Exquisitely observed and lyrically recounted, this is a compelling and often humorous account of an ordinary man’s struggle to live an extraordinary life.

About the author(s)

Joe Blair is a pipefitter who lives in Coralville, Iowa, with his wife and four children. His essays have appeared in The New York Times, The Christian Science Monitor, and The Iowa Review.

Reviews

A memoirist with a poet’s soul, [Blair] takes what is arguably the most mercilessly exploited natural resource in all of literature and replenishes it. Blair has an autistic son, Michael…and it is their love story that lends the tempest... and this memoir its observational virtuosity.”

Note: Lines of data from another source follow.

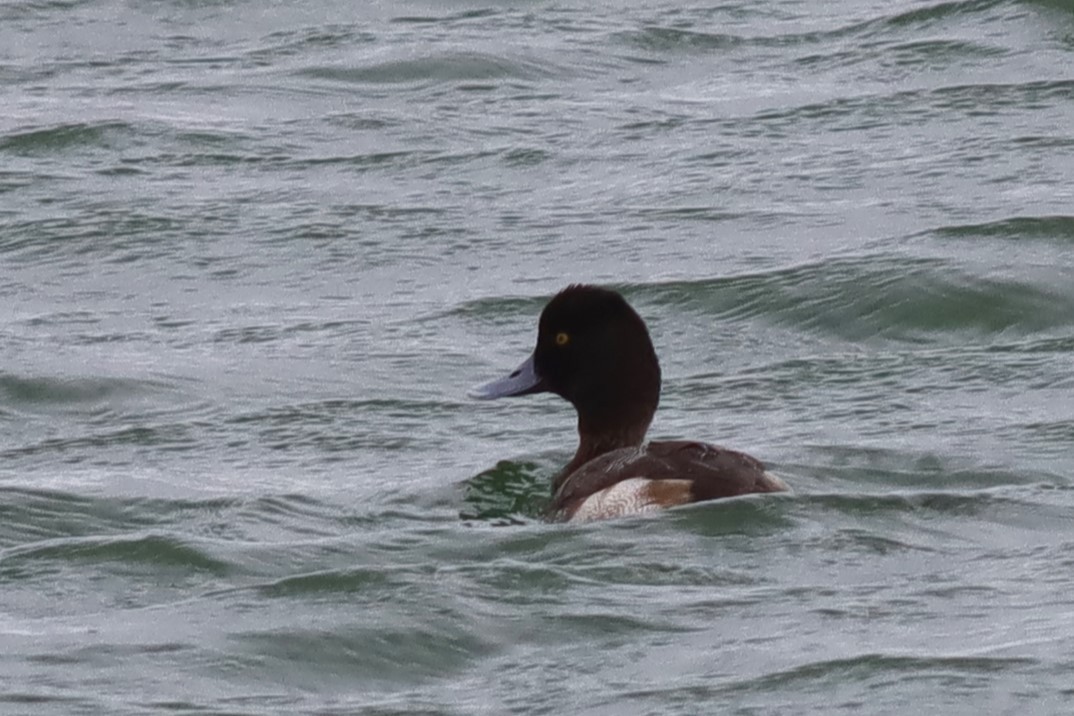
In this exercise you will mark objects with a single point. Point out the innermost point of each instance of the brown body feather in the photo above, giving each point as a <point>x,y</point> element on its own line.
<point>711,471</point>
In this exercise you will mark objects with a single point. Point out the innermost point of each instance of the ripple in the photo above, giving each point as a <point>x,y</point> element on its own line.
<point>435,69</point>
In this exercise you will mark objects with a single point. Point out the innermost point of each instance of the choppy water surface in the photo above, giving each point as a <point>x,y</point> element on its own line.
<point>252,254</point>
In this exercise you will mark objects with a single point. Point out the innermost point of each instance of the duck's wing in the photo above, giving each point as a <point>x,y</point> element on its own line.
<point>698,470</point>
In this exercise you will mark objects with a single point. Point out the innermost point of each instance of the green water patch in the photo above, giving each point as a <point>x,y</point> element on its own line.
<point>61,139</point>
<point>509,493</point>
<point>1056,228</point>
<point>875,296</point>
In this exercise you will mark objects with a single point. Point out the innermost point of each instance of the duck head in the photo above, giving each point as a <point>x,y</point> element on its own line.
<point>594,351</point>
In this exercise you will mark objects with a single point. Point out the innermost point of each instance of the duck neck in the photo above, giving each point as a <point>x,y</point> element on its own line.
<point>595,442</point>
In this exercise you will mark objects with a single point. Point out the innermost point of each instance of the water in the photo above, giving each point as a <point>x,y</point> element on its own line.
<point>254,254</point>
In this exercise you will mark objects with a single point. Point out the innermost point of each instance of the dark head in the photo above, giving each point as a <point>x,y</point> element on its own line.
<point>593,350</point>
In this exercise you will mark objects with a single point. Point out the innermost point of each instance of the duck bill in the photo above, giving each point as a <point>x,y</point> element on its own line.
<point>521,381</point>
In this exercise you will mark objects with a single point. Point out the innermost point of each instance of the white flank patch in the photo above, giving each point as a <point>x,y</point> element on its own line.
<point>627,497</point>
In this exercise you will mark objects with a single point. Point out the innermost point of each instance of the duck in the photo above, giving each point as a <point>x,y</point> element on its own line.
<point>594,351</point>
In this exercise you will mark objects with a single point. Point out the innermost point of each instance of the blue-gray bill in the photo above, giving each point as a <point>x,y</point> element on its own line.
<point>521,381</point>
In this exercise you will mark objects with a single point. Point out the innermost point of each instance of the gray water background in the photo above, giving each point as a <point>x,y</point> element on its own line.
<point>252,254</point>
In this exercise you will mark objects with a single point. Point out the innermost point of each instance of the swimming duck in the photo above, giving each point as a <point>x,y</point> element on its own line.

New York Times Book Review

“Some memoirs you read for the feelings they inspire, and some you read to find out how in the heck they’ll turn out. By the Iowa Sea manages to do both with an understanding of so-called ordinary life so raw and true you’ll gasp, and a situation so pressing you’ll tear through the pages. The writer’s unflinching reflection about himself and his choices make this book.”

Oprah.com

"A beautifully written story about marriage, responsibility and caring for an autistic child."

Bookpage

"Engrossing, thoughtful, startlingly honest, and, ultimately, hopeful."